Anders in katholischen Gebieten, wo besonders das Barock viele
kunstvolle Skulpturen hinterlassen hat. Wo man in Württemberg
solche steinernen (seltener auch hölzerne) Zeugen des
Glaubens in Feld und Flur findet, gehört das Land erst seit
dem Ende des Heiligen Römischen Reiches Deutscher Nation und
der napoleonischen Neuordnung zu Beginn des 19. Jahrhunderts zu Württemberg.
Bis dahin war es Herrschaftsgebiet von dem alten Glauben
verhafteten Adeligen, wie den Herren von Neuhausen oder den Grafen
von Rechberg, war Besitz des Deutschritterordens wie Dätzingen,
gehörte zur nach 1580 rekatholisierten Grafschaft
Wiesensteig der Helfensteiner oder zum Territorium einer der
wenigen nicht protestantisch gewordenen Reichsstädte wie
Weil der Stadt im Kreis Böblingen.
Ein Hochkreuz mit Kruzifix am Straßenrand oder auf dem
Feld ist so ein Zeuge vergangener politischer Verhältnisse.

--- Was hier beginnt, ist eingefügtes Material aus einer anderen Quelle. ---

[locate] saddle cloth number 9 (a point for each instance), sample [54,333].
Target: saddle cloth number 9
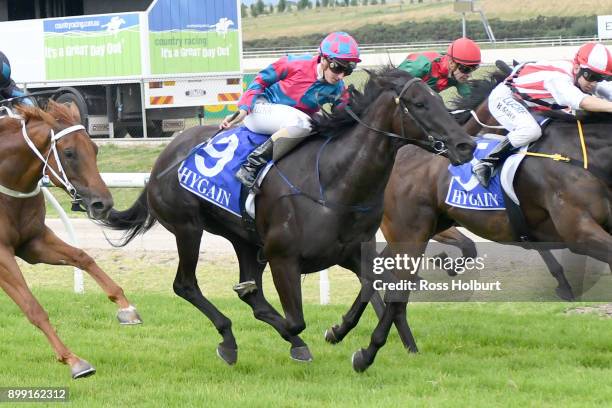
[224,156]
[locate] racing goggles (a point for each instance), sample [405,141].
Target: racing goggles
[466,69]
[591,76]
[341,67]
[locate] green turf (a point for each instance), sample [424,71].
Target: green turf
[471,355]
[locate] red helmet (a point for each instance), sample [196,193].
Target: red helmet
[464,51]
[596,57]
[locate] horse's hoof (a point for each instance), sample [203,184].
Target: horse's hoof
[82,369]
[301,354]
[330,336]
[565,294]
[229,355]
[358,361]
[128,316]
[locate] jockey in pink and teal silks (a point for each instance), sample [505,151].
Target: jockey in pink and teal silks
[284,96]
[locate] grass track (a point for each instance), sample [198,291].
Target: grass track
[471,355]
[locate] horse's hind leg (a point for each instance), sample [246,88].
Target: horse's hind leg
[336,333]
[13,283]
[48,248]
[454,237]
[564,289]
[286,274]
[251,270]
[186,286]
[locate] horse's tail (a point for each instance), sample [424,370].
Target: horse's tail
[134,221]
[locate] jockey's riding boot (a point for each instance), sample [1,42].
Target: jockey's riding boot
[247,174]
[483,170]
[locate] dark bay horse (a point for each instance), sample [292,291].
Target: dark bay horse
[53,143]
[316,207]
[563,204]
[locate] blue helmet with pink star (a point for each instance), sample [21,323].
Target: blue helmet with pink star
[340,46]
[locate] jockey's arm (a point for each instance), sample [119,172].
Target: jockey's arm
[273,73]
[418,68]
[595,104]
[604,90]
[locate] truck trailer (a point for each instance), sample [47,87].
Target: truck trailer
[141,73]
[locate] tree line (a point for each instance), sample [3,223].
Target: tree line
[447,29]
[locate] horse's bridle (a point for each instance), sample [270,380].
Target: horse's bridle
[433,144]
[62,177]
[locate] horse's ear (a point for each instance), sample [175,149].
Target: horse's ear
[74,112]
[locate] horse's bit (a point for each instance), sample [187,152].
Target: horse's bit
[62,177]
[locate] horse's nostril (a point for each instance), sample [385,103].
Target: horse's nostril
[100,205]
[466,147]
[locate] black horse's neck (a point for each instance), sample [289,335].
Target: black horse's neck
[363,156]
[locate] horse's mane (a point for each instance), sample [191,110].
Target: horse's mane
[479,91]
[337,122]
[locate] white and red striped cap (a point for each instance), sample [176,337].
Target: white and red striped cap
[596,57]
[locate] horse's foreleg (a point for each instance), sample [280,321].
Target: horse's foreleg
[337,333]
[363,358]
[564,289]
[251,270]
[48,248]
[286,275]
[13,283]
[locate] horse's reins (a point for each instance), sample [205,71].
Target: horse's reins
[584,163]
[61,177]
[475,116]
[182,158]
[432,143]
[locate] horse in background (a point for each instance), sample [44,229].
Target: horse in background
[317,206]
[34,144]
[563,204]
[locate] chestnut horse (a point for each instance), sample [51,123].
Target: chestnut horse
[36,144]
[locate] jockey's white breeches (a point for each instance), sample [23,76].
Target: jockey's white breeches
[268,118]
[514,116]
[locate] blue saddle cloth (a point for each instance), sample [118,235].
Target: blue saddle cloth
[209,169]
[466,192]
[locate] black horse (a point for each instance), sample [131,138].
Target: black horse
[565,206]
[332,203]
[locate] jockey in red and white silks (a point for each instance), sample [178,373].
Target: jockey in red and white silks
[532,87]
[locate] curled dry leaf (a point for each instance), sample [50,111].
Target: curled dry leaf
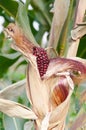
[50,82]
[13,90]
[16,110]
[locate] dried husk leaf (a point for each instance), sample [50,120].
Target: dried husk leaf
[75,68]
[14,109]
[13,90]
[38,92]
[58,116]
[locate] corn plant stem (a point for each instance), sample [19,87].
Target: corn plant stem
[14,120]
[63,41]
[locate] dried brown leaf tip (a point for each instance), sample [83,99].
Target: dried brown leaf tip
[54,78]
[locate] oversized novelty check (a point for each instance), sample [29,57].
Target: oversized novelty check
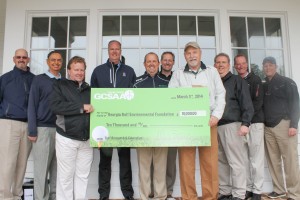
[150,117]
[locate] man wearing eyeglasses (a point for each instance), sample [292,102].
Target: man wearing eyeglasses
[41,128]
[14,144]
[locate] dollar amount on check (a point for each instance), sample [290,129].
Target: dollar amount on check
[150,117]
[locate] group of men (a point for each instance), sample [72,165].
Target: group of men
[248,120]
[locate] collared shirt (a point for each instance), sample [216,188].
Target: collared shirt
[52,75]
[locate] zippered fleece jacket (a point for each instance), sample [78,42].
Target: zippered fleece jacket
[207,76]
[66,101]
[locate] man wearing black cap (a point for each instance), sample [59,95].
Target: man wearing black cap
[114,74]
[281,107]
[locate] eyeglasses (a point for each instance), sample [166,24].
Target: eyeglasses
[55,60]
[23,57]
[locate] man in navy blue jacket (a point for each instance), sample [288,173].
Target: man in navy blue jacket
[41,128]
[114,74]
[14,144]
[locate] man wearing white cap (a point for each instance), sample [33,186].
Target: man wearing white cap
[281,107]
[197,74]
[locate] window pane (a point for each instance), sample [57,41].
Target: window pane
[238,32]
[107,39]
[111,25]
[59,26]
[130,41]
[77,37]
[132,59]
[149,41]
[256,58]
[38,63]
[168,41]
[208,56]
[236,52]
[39,35]
[130,25]
[206,32]
[81,53]
[187,25]
[183,40]
[149,25]
[104,55]
[168,25]
[273,33]
[278,55]
[256,33]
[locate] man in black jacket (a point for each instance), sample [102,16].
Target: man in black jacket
[114,74]
[281,107]
[255,138]
[70,101]
[232,129]
[14,144]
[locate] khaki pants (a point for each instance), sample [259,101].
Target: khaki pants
[232,165]
[157,155]
[208,157]
[44,158]
[14,151]
[171,169]
[74,161]
[281,147]
[256,158]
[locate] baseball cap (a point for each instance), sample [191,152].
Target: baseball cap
[269,59]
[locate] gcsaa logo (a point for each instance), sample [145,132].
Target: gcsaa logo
[127,95]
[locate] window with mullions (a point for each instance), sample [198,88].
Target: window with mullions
[65,34]
[257,37]
[140,34]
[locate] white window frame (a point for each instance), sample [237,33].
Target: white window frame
[284,28]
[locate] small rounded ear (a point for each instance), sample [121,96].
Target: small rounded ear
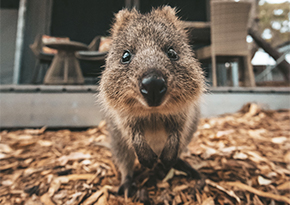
[167,12]
[121,19]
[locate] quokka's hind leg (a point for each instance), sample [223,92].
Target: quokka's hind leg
[124,158]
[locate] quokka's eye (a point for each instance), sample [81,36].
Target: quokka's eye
[171,53]
[126,58]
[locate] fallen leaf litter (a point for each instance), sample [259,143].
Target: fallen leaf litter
[244,156]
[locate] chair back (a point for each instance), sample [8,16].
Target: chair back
[229,20]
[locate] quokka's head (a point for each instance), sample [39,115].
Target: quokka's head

Und diese wirken bis in die Gegenwart herein. Noch heute, wo die
Menschen beider großen christlichen Konfessionen längst
bunt gemischt zusammenleben, finden sich Kreuze nur in Gebieten
mit katholischer Vergangenheit, sind also Glaubens- und
Geschichtszeugnisse zugleich.
Das hölzerne Christuskreuz an der Schafhauser Straße
in Weil der Stadt ist vermutlich von Maria Sauter, geborene Schütz
etwa um 1830 gestiftet worden, hat ein Nachfahr, der
Heimathistoriker Siegfried Schütz, ermittelt. Die betuchte
Frau, verwandt mit der aus der welschen Schweiz zugewanderten vermögenden
Tuchmacherfamilie Gaudy, hat mehrere kirchliche Stiftungen
gemacht.
Der Anlaß für die fromme Stiftung liegt im dunkeln.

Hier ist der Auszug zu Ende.